C’est pourtant ce que fait l’écrivain, donner un autre nom, ou plutôt il dissout le pouvoir normatif et réducteur de la nomination, il fend l’identité. L’écrivain fait voir le « sans-papiers » d’abord en tant qu’individu avec sa situation matérielle, son histoire, ses regrets, ses craintes et ses espoirs, ses désirs – tout ce qui fait la vie singulière d’un individu et qui, dans le livre, est l’objet d’un récit fictionnel. La fiction, par-delà l’imagination et l’invention qu’elle implique, se définirait surtout comme dépassement de l’identité, comme ce qui, au-delà des réductions simplificatrices et appauvrissantes de la réalité, déploie la singularité complexe de chaque vie et, par là, la sauve de l’emprisonnement. Dans la fiction d’Arno Bertina, Idriss a le rôle du narrateur : il n’est pas seulement nommé, identifié par les autres mais peut dire « Je », parler à la première personne et affirmer son humanité, déployer sa singularité plurielle (« Je m’appelle Idriss et comme un macaque à cacahuètes je jongle avec les mots et je t’emmerde »). Dans le cas d’Idriss, ce que fait le livre d’Arno Bertina et Anissa Michalon c’est ouvrir pour lui d’autres possibles, répondant par là à son désir, à sa recherche d’une issue, déployant et inventant des directions neuves par lesquelles, en un sens, continuer à vivre – un livre pour sauver cette vie…
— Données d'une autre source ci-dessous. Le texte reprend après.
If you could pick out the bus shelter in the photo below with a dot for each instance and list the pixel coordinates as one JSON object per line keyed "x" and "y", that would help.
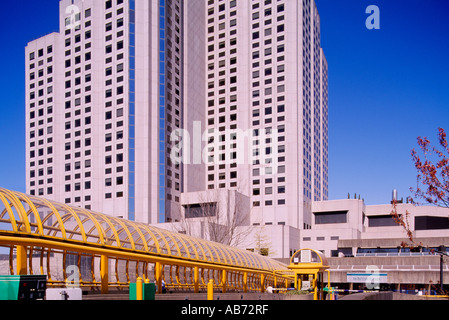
{"x": 309, "y": 266}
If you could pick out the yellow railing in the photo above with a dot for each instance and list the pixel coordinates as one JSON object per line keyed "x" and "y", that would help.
{"x": 97, "y": 251}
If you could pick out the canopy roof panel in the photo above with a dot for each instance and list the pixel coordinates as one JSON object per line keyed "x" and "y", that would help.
{"x": 27, "y": 214}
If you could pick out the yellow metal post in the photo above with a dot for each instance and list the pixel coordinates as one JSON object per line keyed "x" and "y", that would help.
{"x": 158, "y": 276}
{"x": 21, "y": 253}
{"x": 139, "y": 289}
{"x": 196, "y": 280}
{"x": 262, "y": 282}
{"x": 245, "y": 282}
{"x": 210, "y": 290}
{"x": 104, "y": 274}
{"x": 224, "y": 279}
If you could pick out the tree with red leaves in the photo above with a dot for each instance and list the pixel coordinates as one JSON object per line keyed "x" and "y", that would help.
{"x": 432, "y": 181}
{"x": 433, "y": 171}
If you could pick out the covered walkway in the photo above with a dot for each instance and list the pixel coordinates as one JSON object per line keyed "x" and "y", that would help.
{"x": 74, "y": 246}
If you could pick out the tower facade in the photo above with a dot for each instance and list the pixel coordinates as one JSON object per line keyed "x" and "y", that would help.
{"x": 241, "y": 85}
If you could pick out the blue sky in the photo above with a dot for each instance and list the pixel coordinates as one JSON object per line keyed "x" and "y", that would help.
{"x": 386, "y": 87}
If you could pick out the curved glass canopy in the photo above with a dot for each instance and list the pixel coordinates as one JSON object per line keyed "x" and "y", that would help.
{"x": 25, "y": 214}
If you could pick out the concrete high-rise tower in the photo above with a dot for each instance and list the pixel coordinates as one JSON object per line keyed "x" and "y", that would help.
{"x": 247, "y": 81}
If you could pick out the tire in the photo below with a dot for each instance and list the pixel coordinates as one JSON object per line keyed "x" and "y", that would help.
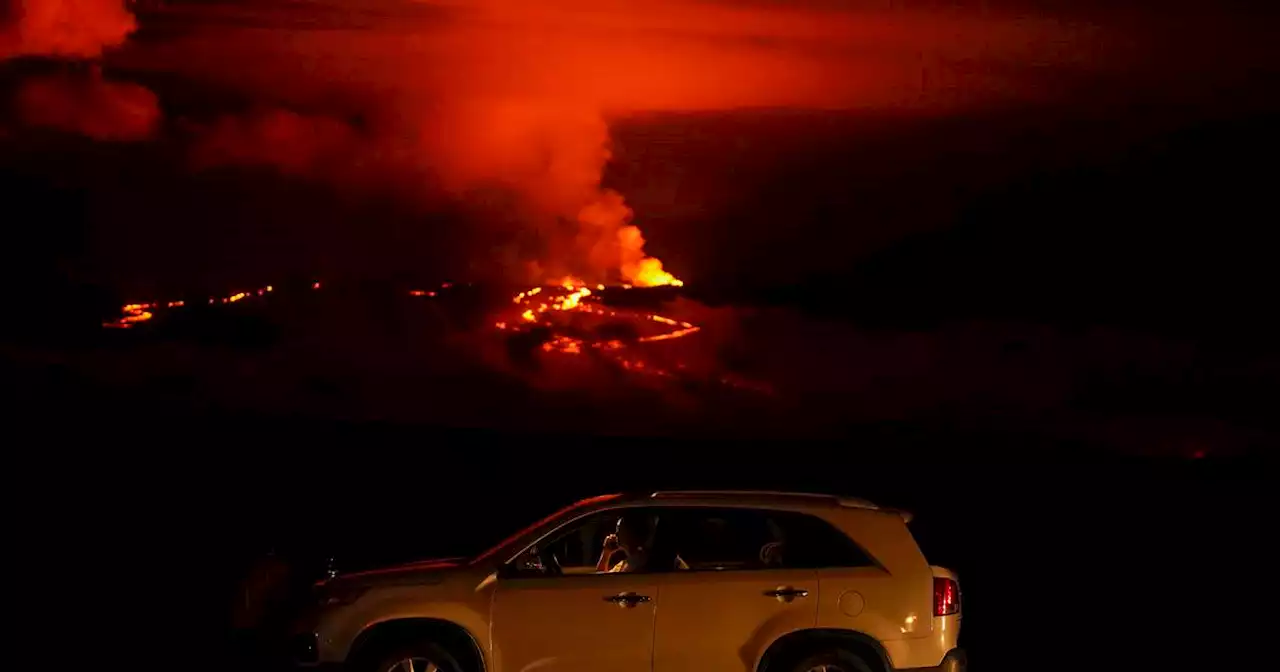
{"x": 424, "y": 657}
{"x": 831, "y": 661}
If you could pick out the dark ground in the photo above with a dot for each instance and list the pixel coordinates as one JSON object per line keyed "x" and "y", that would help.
{"x": 1068, "y": 562}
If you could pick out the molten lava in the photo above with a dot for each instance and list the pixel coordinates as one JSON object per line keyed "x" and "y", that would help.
{"x": 132, "y": 314}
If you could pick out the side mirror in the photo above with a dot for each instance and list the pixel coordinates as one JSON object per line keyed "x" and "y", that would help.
{"x": 531, "y": 562}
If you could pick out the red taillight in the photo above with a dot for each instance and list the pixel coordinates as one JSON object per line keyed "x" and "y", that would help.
{"x": 946, "y": 597}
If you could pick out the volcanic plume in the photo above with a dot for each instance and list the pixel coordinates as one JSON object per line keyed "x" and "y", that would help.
{"x": 483, "y": 96}
{"x": 65, "y": 28}
{"x": 78, "y": 100}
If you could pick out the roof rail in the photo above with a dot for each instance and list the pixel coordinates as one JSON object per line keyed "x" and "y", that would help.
{"x": 848, "y": 502}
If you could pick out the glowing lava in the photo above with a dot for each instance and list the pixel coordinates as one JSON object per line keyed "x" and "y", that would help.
{"x": 133, "y": 314}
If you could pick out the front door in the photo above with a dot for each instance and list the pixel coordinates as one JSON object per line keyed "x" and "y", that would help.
{"x": 571, "y": 618}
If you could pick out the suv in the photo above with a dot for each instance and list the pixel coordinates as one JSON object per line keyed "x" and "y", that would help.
{"x": 732, "y": 581}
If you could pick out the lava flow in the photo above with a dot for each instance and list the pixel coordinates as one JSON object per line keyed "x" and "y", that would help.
{"x": 575, "y": 320}
{"x": 133, "y": 314}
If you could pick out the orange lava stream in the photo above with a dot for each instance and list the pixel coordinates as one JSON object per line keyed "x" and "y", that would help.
{"x": 133, "y": 314}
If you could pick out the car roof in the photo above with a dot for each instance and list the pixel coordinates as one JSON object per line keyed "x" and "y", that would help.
{"x": 762, "y": 497}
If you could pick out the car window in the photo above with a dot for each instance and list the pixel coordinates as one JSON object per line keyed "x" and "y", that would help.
{"x": 722, "y": 539}
{"x": 576, "y": 547}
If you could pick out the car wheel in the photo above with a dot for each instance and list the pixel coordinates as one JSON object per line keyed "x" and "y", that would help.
{"x": 416, "y": 658}
{"x": 831, "y": 661}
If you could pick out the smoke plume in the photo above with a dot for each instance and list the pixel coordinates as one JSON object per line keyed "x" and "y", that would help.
{"x": 90, "y": 106}
{"x": 65, "y": 28}
{"x": 483, "y": 95}
{"x": 78, "y": 101}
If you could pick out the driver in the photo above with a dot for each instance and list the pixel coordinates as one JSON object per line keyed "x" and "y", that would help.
{"x": 629, "y": 538}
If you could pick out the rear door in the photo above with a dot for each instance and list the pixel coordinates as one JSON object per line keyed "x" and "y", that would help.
{"x": 731, "y": 593}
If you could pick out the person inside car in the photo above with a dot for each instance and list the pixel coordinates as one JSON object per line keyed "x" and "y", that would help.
{"x": 632, "y": 536}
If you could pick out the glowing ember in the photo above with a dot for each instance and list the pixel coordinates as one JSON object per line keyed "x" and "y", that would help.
{"x": 575, "y": 314}
{"x": 132, "y": 314}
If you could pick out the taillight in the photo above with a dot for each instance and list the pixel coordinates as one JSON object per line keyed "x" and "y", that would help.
{"x": 946, "y": 597}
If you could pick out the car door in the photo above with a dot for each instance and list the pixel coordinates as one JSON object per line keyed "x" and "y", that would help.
{"x": 731, "y": 595}
{"x": 572, "y": 618}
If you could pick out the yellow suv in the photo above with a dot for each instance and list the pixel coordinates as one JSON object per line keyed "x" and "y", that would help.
{"x": 671, "y": 581}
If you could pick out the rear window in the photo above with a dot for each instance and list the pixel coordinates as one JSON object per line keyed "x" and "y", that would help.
{"x": 727, "y": 538}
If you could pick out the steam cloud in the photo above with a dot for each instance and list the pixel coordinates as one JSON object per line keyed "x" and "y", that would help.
{"x": 65, "y": 28}
{"x": 78, "y": 103}
{"x": 517, "y": 95}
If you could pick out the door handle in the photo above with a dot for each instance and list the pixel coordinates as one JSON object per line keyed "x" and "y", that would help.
{"x": 626, "y": 599}
{"x": 786, "y": 593}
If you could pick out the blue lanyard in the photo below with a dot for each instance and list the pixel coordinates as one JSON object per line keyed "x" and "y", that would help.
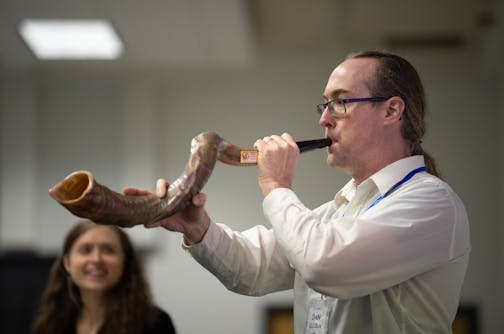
{"x": 404, "y": 180}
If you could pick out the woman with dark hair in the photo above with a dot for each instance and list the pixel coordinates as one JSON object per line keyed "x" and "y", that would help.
{"x": 97, "y": 286}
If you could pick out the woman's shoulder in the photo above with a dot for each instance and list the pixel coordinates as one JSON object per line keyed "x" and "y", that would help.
{"x": 163, "y": 323}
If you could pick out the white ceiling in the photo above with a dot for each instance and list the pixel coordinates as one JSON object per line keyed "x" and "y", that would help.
{"x": 188, "y": 33}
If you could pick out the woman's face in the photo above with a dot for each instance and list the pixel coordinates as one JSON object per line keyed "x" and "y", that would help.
{"x": 96, "y": 260}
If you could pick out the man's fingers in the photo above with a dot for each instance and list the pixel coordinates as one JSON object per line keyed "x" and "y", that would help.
{"x": 162, "y": 187}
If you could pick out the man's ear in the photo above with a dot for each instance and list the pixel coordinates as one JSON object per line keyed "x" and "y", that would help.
{"x": 394, "y": 108}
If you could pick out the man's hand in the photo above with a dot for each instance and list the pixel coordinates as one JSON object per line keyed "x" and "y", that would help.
{"x": 276, "y": 162}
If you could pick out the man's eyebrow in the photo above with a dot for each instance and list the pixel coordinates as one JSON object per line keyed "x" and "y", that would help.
{"x": 334, "y": 94}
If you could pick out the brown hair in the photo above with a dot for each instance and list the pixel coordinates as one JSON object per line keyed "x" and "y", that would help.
{"x": 129, "y": 307}
{"x": 395, "y": 76}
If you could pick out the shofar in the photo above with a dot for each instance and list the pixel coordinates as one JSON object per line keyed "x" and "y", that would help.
{"x": 84, "y": 197}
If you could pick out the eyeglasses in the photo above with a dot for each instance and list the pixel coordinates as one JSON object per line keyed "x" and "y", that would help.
{"x": 337, "y": 106}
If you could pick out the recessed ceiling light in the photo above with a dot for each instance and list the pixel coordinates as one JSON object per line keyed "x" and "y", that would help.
{"x": 71, "y": 39}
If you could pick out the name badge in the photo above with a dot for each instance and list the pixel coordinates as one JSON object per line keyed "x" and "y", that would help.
{"x": 317, "y": 319}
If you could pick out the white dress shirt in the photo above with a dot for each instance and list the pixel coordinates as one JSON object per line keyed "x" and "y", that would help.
{"x": 395, "y": 267}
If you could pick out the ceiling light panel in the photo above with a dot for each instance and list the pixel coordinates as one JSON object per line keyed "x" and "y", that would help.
{"x": 71, "y": 39}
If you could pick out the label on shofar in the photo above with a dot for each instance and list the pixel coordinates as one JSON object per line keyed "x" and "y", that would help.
{"x": 248, "y": 156}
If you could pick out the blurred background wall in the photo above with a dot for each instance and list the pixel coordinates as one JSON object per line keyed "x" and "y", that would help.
{"x": 244, "y": 69}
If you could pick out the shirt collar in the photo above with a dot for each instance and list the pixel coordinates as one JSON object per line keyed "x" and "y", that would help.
{"x": 388, "y": 176}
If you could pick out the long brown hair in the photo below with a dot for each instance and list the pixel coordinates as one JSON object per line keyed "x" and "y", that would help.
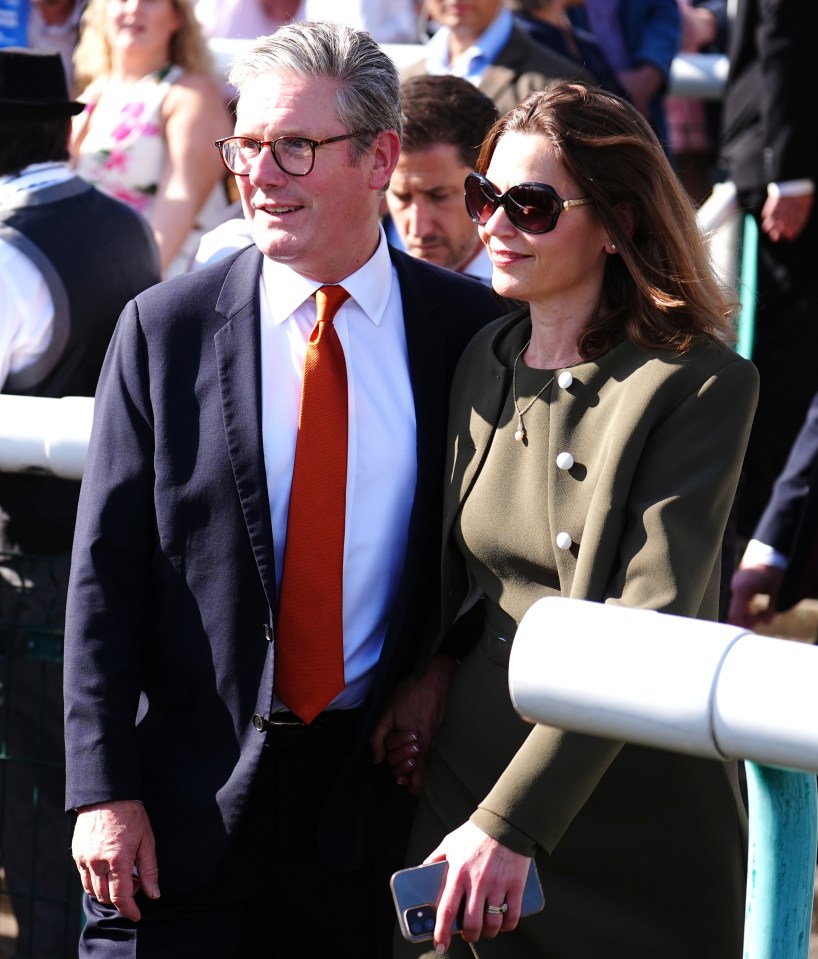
{"x": 661, "y": 289}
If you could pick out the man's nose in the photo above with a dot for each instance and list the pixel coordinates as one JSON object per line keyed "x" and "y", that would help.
{"x": 420, "y": 219}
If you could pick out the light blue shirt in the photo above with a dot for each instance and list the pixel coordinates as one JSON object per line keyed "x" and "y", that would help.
{"x": 382, "y": 451}
{"x": 481, "y": 54}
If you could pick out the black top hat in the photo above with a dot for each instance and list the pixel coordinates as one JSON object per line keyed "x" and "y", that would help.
{"x": 33, "y": 87}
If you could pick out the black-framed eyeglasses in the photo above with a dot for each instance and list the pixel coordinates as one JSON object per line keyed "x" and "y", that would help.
{"x": 531, "y": 207}
{"x": 294, "y": 155}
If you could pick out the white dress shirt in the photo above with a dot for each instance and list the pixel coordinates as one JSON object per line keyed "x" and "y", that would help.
{"x": 382, "y": 461}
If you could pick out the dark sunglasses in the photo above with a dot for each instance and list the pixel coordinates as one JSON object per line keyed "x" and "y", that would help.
{"x": 531, "y": 207}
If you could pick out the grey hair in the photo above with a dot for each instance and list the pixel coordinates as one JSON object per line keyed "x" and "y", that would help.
{"x": 368, "y": 95}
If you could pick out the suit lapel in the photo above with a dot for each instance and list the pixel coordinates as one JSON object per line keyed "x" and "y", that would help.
{"x": 238, "y": 355}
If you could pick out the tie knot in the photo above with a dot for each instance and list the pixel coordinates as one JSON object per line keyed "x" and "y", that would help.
{"x": 328, "y": 300}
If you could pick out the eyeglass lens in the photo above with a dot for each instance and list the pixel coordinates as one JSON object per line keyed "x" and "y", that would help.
{"x": 295, "y": 155}
{"x": 531, "y": 207}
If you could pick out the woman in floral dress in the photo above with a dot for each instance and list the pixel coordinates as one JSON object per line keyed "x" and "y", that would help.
{"x": 153, "y": 110}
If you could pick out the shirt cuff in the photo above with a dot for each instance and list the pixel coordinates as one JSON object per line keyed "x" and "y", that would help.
{"x": 791, "y": 188}
{"x": 761, "y": 554}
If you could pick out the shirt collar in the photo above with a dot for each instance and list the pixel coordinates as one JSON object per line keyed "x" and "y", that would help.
{"x": 369, "y": 286}
{"x": 36, "y": 176}
{"x": 480, "y": 54}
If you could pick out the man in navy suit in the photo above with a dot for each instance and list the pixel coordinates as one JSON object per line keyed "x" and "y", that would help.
{"x": 267, "y": 832}
{"x": 768, "y": 152}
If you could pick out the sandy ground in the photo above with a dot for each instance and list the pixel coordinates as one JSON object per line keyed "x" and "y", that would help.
{"x": 801, "y": 624}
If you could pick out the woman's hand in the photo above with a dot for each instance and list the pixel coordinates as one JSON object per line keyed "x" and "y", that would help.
{"x": 407, "y": 728}
{"x": 482, "y": 872}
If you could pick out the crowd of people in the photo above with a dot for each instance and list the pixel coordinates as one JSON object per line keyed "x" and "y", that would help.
{"x": 381, "y": 356}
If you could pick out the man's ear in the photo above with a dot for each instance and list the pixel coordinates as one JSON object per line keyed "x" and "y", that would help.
{"x": 386, "y": 151}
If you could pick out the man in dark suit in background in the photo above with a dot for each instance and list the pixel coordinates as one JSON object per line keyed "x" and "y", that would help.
{"x": 70, "y": 259}
{"x": 445, "y": 120}
{"x": 781, "y": 560}
{"x": 480, "y": 41}
{"x": 211, "y": 743}
{"x": 768, "y": 151}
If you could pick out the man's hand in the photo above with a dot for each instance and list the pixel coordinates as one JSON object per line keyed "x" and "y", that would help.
{"x": 406, "y": 730}
{"x": 783, "y": 218}
{"x": 747, "y": 585}
{"x": 482, "y": 872}
{"x": 115, "y": 853}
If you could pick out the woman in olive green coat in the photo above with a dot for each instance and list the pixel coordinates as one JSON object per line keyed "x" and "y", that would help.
{"x": 596, "y": 438}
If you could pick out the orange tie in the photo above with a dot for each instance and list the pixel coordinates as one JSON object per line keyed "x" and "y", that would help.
{"x": 309, "y": 666}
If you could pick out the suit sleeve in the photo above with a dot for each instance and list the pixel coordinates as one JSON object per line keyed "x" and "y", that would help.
{"x": 669, "y": 547}
{"x": 109, "y": 600}
{"x": 779, "y": 522}
{"x": 785, "y": 33}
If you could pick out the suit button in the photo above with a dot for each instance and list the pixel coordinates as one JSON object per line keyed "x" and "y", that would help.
{"x": 563, "y": 541}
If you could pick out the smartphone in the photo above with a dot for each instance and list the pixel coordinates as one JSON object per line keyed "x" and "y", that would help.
{"x": 417, "y": 890}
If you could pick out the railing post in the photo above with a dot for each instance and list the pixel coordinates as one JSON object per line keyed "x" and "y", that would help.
{"x": 783, "y": 813}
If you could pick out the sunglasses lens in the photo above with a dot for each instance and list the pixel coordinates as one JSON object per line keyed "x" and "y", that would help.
{"x": 532, "y": 208}
{"x": 481, "y": 200}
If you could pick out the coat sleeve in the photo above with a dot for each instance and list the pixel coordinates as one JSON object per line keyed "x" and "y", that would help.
{"x": 666, "y": 558}
{"x": 109, "y": 604}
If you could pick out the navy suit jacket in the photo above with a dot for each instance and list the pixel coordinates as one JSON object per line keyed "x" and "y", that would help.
{"x": 169, "y": 644}
{"x": 790, "y": 520}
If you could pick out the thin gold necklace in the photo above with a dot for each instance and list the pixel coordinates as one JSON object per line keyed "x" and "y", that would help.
{"x": 520, "y": 435}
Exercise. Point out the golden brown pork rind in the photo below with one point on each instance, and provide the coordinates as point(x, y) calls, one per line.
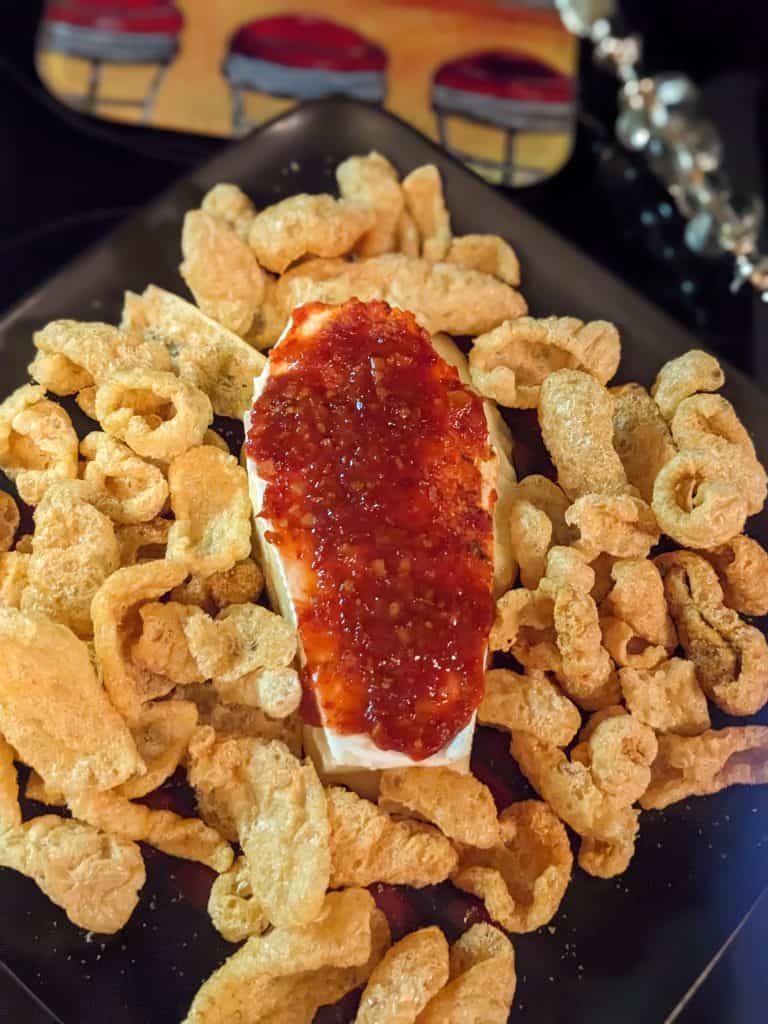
point(741, 565)
point(373, 181)
point(278, 806)
point(307, 225)
point(406, 979)
point(482, 981)
point(212, 509)
point(53, 710)
point(730, 657)
point(156, 413)
point(641, 436)
point(221, 271)
point(95, 878)
point(38, 443)
point(528, 702)
point(696, 766)
point(368, 846)
point(511, 363)
point(684, 376)
point(667, 697)
point(523, 879)
point(117, 626)
point(576, 415)
point(459, 804)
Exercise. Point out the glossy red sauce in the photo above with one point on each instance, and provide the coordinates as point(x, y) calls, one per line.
point(370, 444)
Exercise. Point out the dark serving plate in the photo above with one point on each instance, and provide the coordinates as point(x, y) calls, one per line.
point(627, 949)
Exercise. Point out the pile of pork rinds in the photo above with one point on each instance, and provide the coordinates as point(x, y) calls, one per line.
point(133, 641)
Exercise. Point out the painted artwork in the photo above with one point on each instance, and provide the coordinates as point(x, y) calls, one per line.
point(494, 82)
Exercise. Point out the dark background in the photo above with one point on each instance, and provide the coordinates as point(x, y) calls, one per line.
point(67, 180)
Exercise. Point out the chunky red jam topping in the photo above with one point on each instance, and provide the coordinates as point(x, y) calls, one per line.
point(370, 446)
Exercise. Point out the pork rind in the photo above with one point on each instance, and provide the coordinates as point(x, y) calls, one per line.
point(278, 806)
point(423, 192)
point(373, 181)
point(486, 253)
point(523, 879)
point(128, 489)
point(204, 353)
point(667, 697)
point(406, 979)
point(247, 986)
point(93, 877)
point(307, 225)
point(38, 443)
point(617, 524)
point(641, 436)
point(741, 565)
point(696, 766)
point(117, 626)
point(576, 415)
point(459, 804)
point(696, 501)
point(730, 657)
point(221, 271)
point(74, 355)
point(528, 702)
point(482, 981)
point(54, 712)
point(510, 363)
point(569, 788)
point(233, 911)
point(189, 839)
point(369, 846)
point(695, 371)
point(212, 509)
A travers son parcours et ses errances, Idriss fait plusieurs rencontres donnant lieu à certaines formes de solidarité, à des amitiés, des chocs aussi, parfois violents : ce sont des possibles qui se rencontrent, des individus porteurs de mondes possibles entre lesquels des interactions peuvent se réaliser ou échouer. Il y a Ahmed, également clandestin vivant en France mais ayant la tête en Algérie, une Algérie qu’il fabule, ce qui, comme l’écrivain, lui fait doubler la réalité qui est la sienne d’autres possibles qu’il invente, même si ceux-ci sont imaginaires ou délirants. Il y a Raymond, qui se donne le nom plus américain de Ray et s’invente Américain même s’il n’a jamais mis les pieds aux USA. Ray est à sa façon un exilé intérieur, subissant une identité dans laquelle il ne se reconnait pas, qui l’enferme, contre laquelle il invente un autre Raymond possible qui coexiste avec celui de sa carte d’identité. Il y a aussi les autres immigrés du foyer, Youcef le patron de bar, ou encore l’organiste d’une église dont la vie est étrangement affectée par sa rencontre avec Idriss, par l’irruption des possibles que cette rencontre implique. Ces rencontres sont celles d’individus pris dans une réalité trop étroite, qui n’est pas celle qu’ils désirent, dont ils essaient de fuir en cherchant d’autres possibles, doublant ce qu’ils sont d’autres possibles qui coexistent avec l’identité qui leur a été assignée et qui, par là, s’en trouve perturbée à des degrés divers, de manière plus ou moins intense, violente. A chaque fois ce sont des rencontres singulières, produites par le hasard de l’errance et non par les panneaux indicateurs de l’ordre social établi, mettant en contact des mondes singuliers et différents, des vies singulières porteuses de possibles différents qui entrent en résonance, se rejoignent, s’éloignent, esquissent la configuration d’une autre réalité ou échouent lorsque celle-ci se referme avec un bruit de verrou.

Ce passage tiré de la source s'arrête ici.